“Yes, my boy, yes, we’ve found her; but do you know I feel rather confused and puzzled. I—I thought our Maude had gone off with that handsome looking scoundrel who played the organ outside our house.”
“Well, so she did,” cried Tom; “I see it all now. Here he is, dad.”
“No, no, my boy; don’t be so foolish. I want to know why it’s Charley Melton, and not that Italian fellow?”
“Why, governor, can’t you see through it?”
“No, my boy. It’s all a puzzle to me.”
“Nonsense, dad, Charley made a postman of that organ-grinder. Now do you twig?”
“And—and a post-office of the organ? I think I am beginning to see.”

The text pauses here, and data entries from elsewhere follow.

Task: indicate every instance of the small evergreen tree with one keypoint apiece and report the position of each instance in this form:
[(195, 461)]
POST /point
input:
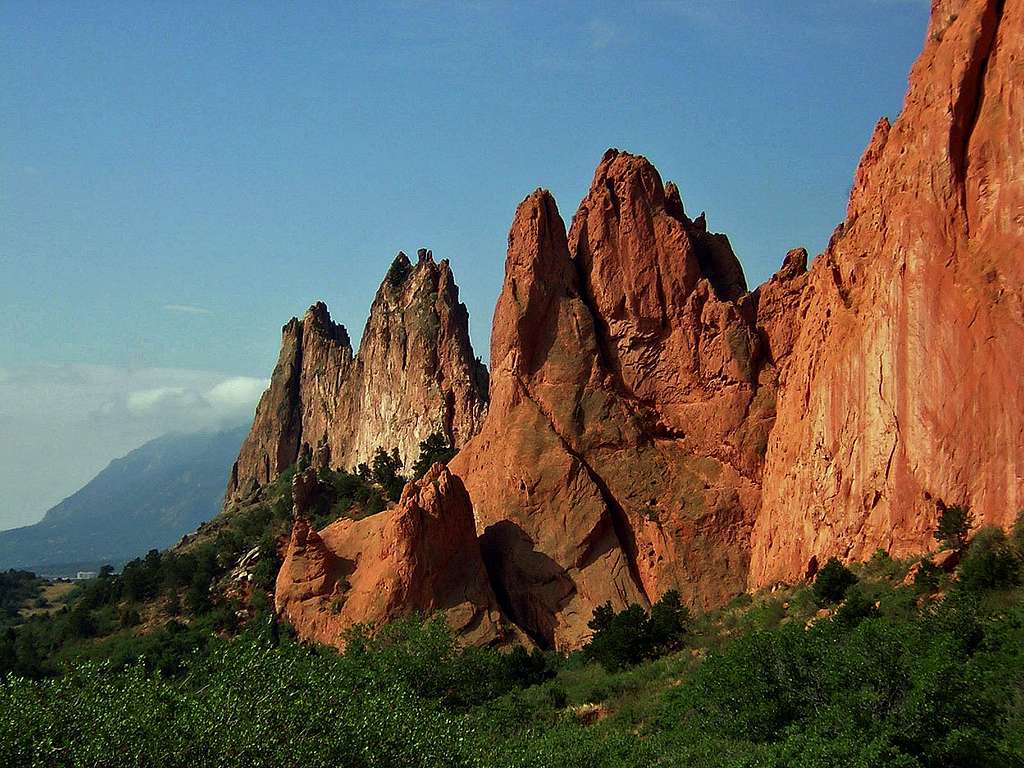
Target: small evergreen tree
[(833, 582), (954, 525), (433, 450), (385, 472), (990, 562)]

“What was I to do?” said the young husband, appealingly. “I had been abroad, and tried to forget her, but it was of no use. I was forbidden the house, and at last I learned that this marriage was to come off. I dared not trust the servants, so I practised this ruse. But there, it’s all over now. You forgive me, sir, do you not?”
“Well, yes, my boy,” said Lord Barmouth, who was sitting fondling his daughter’s hand. “I think you are quite right. I should have done the same, for I was a devil of a—Don’t fidget, Maude, my darling. I’ll talk her ladyship round.”
“She’d rather it had been the organ-grinder,” choked and coughed Viscount Diphoos, while his sister, blushing and happy, kept shaking her finger at his mirthful face.